A systematic review and meta-analysis of eight randomized trials (N = 10,751 patients) found a high probability that remdesivir reduces mortality for nonventilated patients with COVID-19 requiring supplemental oxygen therapy [13]. In a comparison of patients receiving remdesivir to untreated controls, the risk ratio (RR) for mortality was 0.77 (95% CI 0.50–1.19) in patients not requiring supplemental oxygen, 0.89 (95% CI 0.79–0.99) in nonventilated patients requiring supplemental oxygen, and 1.08 (95% CI 0.88–1.31) in patients requiring mechanical ventilation. As part of Solidarity’s final analysis and consistent with the study’s main findings, a meta-analysis including all major randomized trials to date also showed a mortality benefit with remdesivir versus control in nonventilated patients receiving supplemental oxygen (rate ratio, 0.85; 95% CI 0.75–0.96).
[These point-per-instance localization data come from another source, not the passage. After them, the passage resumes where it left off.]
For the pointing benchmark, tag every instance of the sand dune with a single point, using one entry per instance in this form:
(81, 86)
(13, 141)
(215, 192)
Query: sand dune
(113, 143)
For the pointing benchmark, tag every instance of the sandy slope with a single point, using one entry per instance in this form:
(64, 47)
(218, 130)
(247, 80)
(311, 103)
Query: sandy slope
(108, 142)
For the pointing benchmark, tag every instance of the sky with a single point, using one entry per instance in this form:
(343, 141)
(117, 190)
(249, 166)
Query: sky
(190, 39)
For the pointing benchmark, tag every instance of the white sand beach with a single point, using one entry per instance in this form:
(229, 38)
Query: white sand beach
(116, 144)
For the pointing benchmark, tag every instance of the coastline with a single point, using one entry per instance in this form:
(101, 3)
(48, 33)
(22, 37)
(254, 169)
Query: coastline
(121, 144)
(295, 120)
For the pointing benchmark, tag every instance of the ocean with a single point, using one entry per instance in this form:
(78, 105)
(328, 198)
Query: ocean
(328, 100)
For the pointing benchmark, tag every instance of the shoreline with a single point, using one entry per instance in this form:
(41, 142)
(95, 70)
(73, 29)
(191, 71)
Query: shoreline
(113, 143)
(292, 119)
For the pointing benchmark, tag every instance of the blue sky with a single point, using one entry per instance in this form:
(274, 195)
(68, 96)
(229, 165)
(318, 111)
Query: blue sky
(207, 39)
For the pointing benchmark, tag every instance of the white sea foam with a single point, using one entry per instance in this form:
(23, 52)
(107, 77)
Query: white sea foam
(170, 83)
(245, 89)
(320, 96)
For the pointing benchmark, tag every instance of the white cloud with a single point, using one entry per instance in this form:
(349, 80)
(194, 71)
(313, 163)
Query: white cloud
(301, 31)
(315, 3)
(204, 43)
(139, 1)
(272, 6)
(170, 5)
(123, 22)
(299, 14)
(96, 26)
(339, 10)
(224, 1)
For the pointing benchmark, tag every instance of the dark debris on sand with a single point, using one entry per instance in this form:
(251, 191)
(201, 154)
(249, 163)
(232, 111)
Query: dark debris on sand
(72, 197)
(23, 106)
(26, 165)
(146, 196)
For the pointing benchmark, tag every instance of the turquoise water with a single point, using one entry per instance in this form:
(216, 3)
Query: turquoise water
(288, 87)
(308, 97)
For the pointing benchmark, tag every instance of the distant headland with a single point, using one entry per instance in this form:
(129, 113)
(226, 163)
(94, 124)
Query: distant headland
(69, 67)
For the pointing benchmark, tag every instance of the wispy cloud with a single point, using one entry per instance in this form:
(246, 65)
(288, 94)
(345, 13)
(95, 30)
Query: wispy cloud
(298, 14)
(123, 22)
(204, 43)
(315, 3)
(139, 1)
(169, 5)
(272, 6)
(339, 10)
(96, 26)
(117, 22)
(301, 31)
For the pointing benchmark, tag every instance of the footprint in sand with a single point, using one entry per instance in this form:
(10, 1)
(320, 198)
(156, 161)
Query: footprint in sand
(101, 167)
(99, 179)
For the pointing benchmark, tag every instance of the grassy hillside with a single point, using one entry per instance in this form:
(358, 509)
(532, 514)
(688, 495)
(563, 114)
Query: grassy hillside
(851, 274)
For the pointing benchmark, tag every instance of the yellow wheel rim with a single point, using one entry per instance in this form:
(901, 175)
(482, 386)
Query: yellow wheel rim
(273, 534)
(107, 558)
A 2023 meta-analysis using individual patient data (allowing standardized outcome and subgroup definitions) and including 99% of all patients in randomized clinical trials involving remdesivir worldwide found that remdesivir significantly reduced mortality in patients hospitalized with COVID-19 with or without supplemental oxygen (adjusted OR [aOR], 0.80; 95% CI 0.70–0.93) and reduced progression to mechanical ventilation (aOR 0.63; 95% CI 0.48–0.83) [46]. Although the findings for patients requiring mechanical ventilation at baseline were inconclusive, the study recommended individualizing treatment approaches to remdesivir use in this population.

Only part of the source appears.